Fifteen minutes, an hour, two hours, three hours, I waited for her there. She didn’t come. She didn’t even say a word. I was left with so many questions. Was this her answer? Even if this was her answer, at least she could say good bye.
Later on that night, I got a phone call. It was from him, her lover. That was the last thing I expected to happen.
“She died, on a car accident in that junction 4 blocks from her place. He didn’t choose you or choose me. She died.”
I felt like I was hit by a lightning. I felt dead. But I needed to know only one thing.
“Was she about to turn left or turn right on that junction?”
“Her car was found crushed on the middle of the junction. Only God and her who knew which way she wanted to go.”
I just needed to know about it. If she was going to turn left in that junction, it would mean that she was going into my direction. If she was going to turn right, she was going into his direction.

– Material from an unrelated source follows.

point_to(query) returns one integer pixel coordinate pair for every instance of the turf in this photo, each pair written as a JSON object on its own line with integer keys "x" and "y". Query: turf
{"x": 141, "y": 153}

It was sad, until the very end. I could never know her true feelings. I could never know if she was going on my direction to meet me. I never knew whether she was going to break the curse on me. The spell that was put on me was indeed a really cruel curse.
When people asked me who my first love was, trust me, I didn’t know what to answer them. As the definition of the first love itself is unknown to me.

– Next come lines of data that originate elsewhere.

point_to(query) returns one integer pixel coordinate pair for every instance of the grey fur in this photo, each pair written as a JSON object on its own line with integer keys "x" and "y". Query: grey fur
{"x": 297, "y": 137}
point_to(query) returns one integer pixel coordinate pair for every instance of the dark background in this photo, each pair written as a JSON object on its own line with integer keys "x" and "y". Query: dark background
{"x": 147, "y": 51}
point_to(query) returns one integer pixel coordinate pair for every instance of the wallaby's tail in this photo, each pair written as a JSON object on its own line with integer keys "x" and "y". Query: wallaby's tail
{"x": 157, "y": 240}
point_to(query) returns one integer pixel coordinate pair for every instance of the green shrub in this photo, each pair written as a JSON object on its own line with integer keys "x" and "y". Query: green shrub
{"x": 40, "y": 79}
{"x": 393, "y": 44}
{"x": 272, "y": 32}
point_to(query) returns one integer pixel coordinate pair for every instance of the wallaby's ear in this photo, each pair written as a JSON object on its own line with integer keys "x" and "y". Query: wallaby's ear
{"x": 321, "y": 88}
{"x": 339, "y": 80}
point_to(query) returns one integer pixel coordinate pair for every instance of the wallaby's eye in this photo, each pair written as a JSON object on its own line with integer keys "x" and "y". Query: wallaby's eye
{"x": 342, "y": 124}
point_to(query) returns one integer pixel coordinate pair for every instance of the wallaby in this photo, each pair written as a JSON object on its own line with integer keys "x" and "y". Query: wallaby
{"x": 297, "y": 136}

I wasn’t sure about my first love, but every time I thought about it, my mind was going in a flashback to my childhood.
I spent most of my every summer holiday until I’m 13 in my Grandma’s house in the countryside. It was a small and quiet town, but it was a really beautiful place. Grandma’s house was on the lake side, and the view was amazing, especially from Grandpa’s library on the third floor.
My summer holidays there were usually quiet. It wasn’t boring but I had nothing much to do. I was mostly the only grandchild who always went there on summer. Oh, and him.
He was probably in his mid teens when I first met him. I was probably 8 or 9. He was the cousin I rarely met.
He stole my favourite spot on the library, a couch attached to a huge window that had a view to the lake. He usually sat there with his one leg up in the couch and a book in his hand. The wind breeze that came in from the opened window gently stroke his golden hair. He and the lake view behind him was as perfect as a masterpiece painting. It was beyond words. Sometimes I wondered that he might catch a cold or got sick seeing him only wearing a white shirt. He looked so pale, fragile and lonely. But somehow, left a beautiful afterimage to me.
He would rarely say hello. We rarely talked to each other too. But I always found myself searching for him every summer. And I always found him in that favourite spot of him. He, sometimes, would read something loud so I could listen to him. Poem and poetry, most of them. I never understood any of them but he looked happy and sad at the same time while he was reading it.
The last summer I met him there, he finally said a word to me. With his gentle voice he asked me, “do you believe that first love never dies?”
I, Of course, wasn’t able to answer that question. I was 12, what did you expect me to answer.
I was prepared to answer that question the next summer. But he wasn’t there. He passed away on the previous autumn, shortly after the last summer I met him.
Grandma told me that he had stayed there not only on summers but also all the time. He lived there, with grandma. He had a heart failure and weak lungs, that was why his parents sent him to live in the countryside, to have a better living environment. But he died, eventually.
But the rumour that was going on around the town was that he had committed suicide, jumped off from the library window and not because of his sickness. I never knew the truth of this rumour, frankly said.
When I went to the library and watched the place, he wasn’t there, definitely. And suddenly the image of him sitting there and slowly fell off the window came to my mind. I could imagine that he was smiling happily when he fell away.
And this image of his, never went away from my mind, ever.
“Do you believe that first love never dies?”